Re: Character escapes in prefix names from David Wood on 2011-11-25 (public-rdf-wg@w3.org from November 2011)

From: David Wood <david@3roundstones.com>
Date: Fri, 25 Nov 2011 08:58:20 -0500
To: Andy Seaborne <andy.seaborne@epimorphics.com>
Cc: RDF-WG <public-rdf-wg@w3.org>
Message-Id: <89E89395-ABFE-4FC0-B2A4-045A25D47485@3roundstones.com>

Good idea.  The normal sort of issues that come up include:

- Is an escaped character not in the list its normal value, e.g. \a == a?  I think so.

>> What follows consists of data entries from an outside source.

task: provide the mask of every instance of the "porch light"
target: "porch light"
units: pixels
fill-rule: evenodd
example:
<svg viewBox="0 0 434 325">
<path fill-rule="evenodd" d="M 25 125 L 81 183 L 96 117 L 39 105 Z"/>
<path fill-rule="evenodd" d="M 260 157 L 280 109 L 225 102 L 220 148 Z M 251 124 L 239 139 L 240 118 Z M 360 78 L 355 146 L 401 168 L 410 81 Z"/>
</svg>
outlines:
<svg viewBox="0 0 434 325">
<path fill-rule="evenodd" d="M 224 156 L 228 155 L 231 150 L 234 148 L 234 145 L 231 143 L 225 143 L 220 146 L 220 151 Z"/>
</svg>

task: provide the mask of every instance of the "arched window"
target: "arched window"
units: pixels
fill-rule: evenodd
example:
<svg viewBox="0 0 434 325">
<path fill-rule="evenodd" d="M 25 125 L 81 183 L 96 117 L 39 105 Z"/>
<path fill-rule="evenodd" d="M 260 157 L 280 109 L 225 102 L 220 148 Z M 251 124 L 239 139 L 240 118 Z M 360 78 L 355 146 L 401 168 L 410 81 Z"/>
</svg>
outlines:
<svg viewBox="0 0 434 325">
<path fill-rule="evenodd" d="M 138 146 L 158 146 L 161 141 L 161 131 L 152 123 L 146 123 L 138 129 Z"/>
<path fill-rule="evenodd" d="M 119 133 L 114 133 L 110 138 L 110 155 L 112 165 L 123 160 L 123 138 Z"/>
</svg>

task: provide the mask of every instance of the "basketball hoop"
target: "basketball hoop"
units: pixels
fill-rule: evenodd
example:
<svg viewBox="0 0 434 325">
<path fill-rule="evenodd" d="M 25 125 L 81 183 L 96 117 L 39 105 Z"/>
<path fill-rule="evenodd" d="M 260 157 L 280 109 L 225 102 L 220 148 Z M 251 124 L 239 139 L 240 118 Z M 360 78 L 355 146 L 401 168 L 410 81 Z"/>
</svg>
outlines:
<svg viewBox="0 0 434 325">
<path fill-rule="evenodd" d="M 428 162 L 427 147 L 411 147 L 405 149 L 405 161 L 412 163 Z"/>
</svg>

- The above infers that a backslash should always be escaped: \\

String escapes work this way in several programming languages.

Regards,
Dave


On Nov 25, 2011, at 5:55 AM, Andy Seaborne <andy.seaborne@epimorphics.com> wrote:

> 1/ If we want to have extra characters in prefixed names
> (extra characters means ones not allowed by the current syntax for PN_LOCAL)
> then it seems better to use the character escape mechanism.
> 
> Character escapes turn off the meaning of character in that context (e.g. turning " into a char in the string, not the delimiter).  The current meaning of these characters is to end the prefixed name.
> 
> Using character escapes is also (vaguely) readable.
> 
>    og:audio\:title
>    dbpedia:\%C3\%89ire
>    db:employee.id\=123
>    kinase:Cyclin_D\/Cdk4
> 
> A possible set is:
> 
>   ~.-!$&'()*+,;=:/?#@%
> 
> From RFC 3986
> 
> A/ unreserved extras which have positional restrictions (leading "-" and trailing ".")  ~.-
> 
> B/ sub-delims   !$&'()*+,;=
> 
> C/ gen-delims without []   :/?#@
> 
> D/ %
> 
> The prefixed name is still required to be a valid IRI.
> 
> (I haven't gone though all these chars in detail but they are legal IRI chars and not ones marked "unwise", I think)
> 
> 2/ Variant: Adding %XX as a token rule (so the parser will check it's two hex digits), otherwise have \% in the character escapes as above.
> 
> 
> 3/ Variant: One that we haven't discussed much is #, which is sometimes mentioned as a nuisance.  Unescaped # is also possible without major risk of breaking things.  You'd have to write a comment, with no immediately proceeding whitespace in the middle of a "triples" block.  I don't recall ever seeing such a thing.
> 
>    Andy
>

Received on Friday, 25 November 2011 13:59:05 UTC